In the long run,

the facts are on the side of the optimists.

To paraphrase Martin Luther King Jr., the arc of history bends toward progress. But progress doesn't just happen. People work hard to discover ways forward.

The What Works Initiative
highlights positive outcomes on difficult issues – and how people achieved them.

A Progress Postcard:

Just since 2024, electrical service has reached the homes of 50 million more Africans across 40 countries.

Electricity is fundamental to every aspect of modern life from refrigerating food to reading after dark to running drip irrigation systems to connecting to the whole information age economy. Not to mention living in smoke-free houses. It’s the critical piece of infrastructure for building any kind of prosperity. The world’s rich countries built out their electrical grids into the countryside in the 1930s through the ‘50s. Some, like southern Italy, waited until the ‘60s. Middle income countries like Mexico, much of Latin America, and Southeast Asia did most of the electrification in the ‘60s through the ‘80s.

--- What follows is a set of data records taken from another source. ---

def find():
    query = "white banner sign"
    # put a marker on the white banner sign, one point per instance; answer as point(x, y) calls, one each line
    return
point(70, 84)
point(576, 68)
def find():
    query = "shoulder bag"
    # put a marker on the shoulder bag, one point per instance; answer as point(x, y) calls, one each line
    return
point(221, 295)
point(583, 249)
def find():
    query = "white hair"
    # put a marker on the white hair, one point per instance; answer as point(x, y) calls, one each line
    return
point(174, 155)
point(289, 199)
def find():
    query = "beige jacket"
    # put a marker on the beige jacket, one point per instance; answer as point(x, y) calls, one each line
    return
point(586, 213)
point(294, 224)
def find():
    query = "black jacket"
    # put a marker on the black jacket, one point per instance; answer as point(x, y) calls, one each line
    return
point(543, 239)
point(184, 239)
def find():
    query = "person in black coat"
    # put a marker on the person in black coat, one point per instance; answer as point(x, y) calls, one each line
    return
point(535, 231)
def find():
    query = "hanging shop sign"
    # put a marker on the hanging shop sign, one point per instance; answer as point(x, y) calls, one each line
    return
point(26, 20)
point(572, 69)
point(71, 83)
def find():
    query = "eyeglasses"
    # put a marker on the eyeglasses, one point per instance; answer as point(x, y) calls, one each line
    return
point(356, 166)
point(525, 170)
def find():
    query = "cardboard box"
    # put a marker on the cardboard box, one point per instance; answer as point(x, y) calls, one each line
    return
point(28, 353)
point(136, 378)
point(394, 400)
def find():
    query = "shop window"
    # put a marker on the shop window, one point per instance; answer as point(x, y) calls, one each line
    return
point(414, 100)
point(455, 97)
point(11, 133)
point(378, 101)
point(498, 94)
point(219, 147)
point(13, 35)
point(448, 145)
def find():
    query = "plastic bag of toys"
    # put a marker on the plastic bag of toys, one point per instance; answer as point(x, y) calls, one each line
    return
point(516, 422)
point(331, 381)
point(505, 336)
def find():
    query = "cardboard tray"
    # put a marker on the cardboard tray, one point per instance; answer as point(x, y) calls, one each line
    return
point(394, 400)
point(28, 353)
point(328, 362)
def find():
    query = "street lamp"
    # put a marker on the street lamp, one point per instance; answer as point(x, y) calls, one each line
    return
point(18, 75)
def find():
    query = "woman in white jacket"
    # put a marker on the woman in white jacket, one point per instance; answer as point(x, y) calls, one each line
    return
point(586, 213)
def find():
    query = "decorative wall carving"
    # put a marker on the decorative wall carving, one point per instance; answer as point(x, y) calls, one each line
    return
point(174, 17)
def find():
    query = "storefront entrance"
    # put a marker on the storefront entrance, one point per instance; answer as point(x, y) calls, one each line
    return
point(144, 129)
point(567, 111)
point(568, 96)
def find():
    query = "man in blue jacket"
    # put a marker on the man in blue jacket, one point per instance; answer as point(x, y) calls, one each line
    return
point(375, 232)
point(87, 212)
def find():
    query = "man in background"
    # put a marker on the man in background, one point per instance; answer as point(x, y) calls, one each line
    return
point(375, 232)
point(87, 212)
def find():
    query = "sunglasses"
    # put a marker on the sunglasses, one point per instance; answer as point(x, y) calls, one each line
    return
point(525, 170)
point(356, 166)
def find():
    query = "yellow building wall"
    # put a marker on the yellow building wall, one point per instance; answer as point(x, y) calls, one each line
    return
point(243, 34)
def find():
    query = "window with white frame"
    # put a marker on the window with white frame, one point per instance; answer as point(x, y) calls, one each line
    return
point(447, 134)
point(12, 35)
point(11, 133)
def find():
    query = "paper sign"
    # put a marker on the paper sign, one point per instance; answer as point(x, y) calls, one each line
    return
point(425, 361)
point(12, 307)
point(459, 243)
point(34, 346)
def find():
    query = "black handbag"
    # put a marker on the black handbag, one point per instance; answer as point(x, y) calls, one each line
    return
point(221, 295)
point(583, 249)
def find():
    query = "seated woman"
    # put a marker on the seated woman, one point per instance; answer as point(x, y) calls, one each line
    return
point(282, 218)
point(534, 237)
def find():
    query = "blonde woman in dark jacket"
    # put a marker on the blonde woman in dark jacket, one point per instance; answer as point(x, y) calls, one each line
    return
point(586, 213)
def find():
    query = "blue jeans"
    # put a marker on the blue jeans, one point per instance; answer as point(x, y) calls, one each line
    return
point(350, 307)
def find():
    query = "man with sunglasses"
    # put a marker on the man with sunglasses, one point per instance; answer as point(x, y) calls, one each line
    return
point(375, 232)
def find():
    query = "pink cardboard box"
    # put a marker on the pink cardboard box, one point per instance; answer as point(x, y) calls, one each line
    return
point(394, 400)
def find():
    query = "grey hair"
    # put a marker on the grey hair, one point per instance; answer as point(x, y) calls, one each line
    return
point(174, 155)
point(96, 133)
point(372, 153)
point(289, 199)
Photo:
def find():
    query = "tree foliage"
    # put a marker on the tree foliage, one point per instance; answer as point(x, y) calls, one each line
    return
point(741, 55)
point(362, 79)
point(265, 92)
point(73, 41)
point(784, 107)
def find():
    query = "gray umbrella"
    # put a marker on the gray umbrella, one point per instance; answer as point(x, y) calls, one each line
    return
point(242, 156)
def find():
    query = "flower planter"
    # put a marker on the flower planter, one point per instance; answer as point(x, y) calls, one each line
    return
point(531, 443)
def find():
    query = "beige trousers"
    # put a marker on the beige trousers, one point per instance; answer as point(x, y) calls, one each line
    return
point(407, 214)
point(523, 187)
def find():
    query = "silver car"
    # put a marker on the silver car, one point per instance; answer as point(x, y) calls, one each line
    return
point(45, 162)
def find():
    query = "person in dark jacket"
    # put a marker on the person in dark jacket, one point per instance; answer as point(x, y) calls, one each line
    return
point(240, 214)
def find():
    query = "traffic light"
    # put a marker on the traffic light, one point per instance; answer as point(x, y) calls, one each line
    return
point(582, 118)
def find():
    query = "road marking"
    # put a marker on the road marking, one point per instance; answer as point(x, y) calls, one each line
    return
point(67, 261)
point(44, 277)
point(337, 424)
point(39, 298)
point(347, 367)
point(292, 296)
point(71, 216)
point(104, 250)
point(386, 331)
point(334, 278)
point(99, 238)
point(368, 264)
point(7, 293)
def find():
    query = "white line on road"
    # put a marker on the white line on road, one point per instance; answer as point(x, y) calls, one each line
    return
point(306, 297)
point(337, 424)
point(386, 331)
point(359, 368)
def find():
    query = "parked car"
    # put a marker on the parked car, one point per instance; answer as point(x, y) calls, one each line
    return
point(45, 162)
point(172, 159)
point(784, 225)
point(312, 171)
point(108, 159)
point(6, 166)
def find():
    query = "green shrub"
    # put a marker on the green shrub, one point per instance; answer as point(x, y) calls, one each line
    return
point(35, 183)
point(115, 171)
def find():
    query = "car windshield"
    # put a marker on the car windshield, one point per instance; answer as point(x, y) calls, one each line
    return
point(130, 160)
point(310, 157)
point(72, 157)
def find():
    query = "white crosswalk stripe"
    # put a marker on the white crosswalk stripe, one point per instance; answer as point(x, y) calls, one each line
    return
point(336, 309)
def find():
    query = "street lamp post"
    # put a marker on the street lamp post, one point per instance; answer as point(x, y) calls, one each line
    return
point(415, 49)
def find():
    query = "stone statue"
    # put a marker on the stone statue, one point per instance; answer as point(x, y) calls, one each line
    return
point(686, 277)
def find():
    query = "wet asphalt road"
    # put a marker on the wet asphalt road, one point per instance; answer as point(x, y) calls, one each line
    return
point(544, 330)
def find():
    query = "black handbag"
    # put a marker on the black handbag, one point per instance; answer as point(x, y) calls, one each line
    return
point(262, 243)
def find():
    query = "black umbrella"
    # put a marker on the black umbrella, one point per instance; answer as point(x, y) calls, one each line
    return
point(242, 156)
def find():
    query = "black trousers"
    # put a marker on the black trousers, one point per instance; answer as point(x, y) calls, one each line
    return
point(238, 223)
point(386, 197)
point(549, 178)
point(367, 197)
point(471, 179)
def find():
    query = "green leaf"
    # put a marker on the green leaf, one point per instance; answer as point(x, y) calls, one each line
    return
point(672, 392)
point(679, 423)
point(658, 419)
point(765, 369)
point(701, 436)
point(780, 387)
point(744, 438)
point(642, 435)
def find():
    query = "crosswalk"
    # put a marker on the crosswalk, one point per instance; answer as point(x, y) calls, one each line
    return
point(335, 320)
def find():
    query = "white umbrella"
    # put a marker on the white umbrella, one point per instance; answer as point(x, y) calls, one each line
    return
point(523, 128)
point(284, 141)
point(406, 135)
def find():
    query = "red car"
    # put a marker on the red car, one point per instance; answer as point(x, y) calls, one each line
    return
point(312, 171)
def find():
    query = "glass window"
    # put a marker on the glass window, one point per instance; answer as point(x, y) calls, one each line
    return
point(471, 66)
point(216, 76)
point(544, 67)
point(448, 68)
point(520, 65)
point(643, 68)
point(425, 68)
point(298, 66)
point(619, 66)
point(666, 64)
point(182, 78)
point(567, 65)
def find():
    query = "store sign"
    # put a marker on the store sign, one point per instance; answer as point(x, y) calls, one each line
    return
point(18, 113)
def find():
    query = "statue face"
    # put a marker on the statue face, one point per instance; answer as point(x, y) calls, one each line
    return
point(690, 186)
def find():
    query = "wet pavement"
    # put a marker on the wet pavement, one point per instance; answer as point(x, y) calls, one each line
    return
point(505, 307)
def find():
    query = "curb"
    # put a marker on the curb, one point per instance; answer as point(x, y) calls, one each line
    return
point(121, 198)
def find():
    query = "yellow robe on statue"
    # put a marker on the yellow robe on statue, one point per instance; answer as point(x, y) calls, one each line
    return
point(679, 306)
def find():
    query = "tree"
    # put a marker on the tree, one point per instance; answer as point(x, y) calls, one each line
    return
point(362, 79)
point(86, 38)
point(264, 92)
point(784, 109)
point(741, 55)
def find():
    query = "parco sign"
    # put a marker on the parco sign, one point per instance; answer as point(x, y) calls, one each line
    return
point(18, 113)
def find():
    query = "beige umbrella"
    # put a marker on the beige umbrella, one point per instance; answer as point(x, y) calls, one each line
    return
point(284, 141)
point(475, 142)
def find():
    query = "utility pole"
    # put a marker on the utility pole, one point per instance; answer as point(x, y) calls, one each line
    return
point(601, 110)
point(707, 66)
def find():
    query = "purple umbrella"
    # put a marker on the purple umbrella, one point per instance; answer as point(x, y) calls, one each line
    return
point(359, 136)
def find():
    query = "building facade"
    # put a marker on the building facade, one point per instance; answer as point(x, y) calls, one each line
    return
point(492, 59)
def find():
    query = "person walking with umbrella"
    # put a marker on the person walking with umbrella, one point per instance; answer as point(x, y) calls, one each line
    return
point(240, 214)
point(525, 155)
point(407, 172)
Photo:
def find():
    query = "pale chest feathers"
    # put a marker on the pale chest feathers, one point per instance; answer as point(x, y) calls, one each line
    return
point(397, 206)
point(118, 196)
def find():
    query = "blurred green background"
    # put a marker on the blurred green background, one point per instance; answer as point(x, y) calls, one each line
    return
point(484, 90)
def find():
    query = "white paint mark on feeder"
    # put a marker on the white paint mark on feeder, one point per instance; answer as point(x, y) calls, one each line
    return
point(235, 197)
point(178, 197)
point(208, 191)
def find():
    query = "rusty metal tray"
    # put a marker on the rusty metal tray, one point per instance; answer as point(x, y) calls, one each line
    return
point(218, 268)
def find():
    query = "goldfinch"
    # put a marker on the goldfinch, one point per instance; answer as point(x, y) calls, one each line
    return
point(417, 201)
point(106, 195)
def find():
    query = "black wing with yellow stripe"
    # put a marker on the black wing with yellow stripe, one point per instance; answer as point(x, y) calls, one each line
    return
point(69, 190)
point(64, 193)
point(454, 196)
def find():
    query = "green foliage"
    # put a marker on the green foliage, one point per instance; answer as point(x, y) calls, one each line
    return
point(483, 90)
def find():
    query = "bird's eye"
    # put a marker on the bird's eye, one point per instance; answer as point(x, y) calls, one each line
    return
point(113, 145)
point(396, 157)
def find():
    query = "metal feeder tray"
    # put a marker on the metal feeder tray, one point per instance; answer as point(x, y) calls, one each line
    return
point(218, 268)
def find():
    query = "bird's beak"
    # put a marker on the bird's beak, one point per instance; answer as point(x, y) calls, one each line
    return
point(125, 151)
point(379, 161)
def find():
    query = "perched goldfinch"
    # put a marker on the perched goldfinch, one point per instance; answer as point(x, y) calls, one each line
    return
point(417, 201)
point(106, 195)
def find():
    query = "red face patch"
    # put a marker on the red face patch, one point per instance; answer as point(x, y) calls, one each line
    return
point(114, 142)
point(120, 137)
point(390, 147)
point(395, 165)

Today, nearly 9 out of 10 people without electricity live in Africa – nearly 600 million people. Most of them are rural, with the biggest concentrations in Nigeria, the Democratic Republic of the Congo, and Ethiopia. A World Bank project, Mission 300, was launched in 2024 and aspires to wire up the homes of 300 million Africans by 2030. They are off to a strong start with their first 50 million.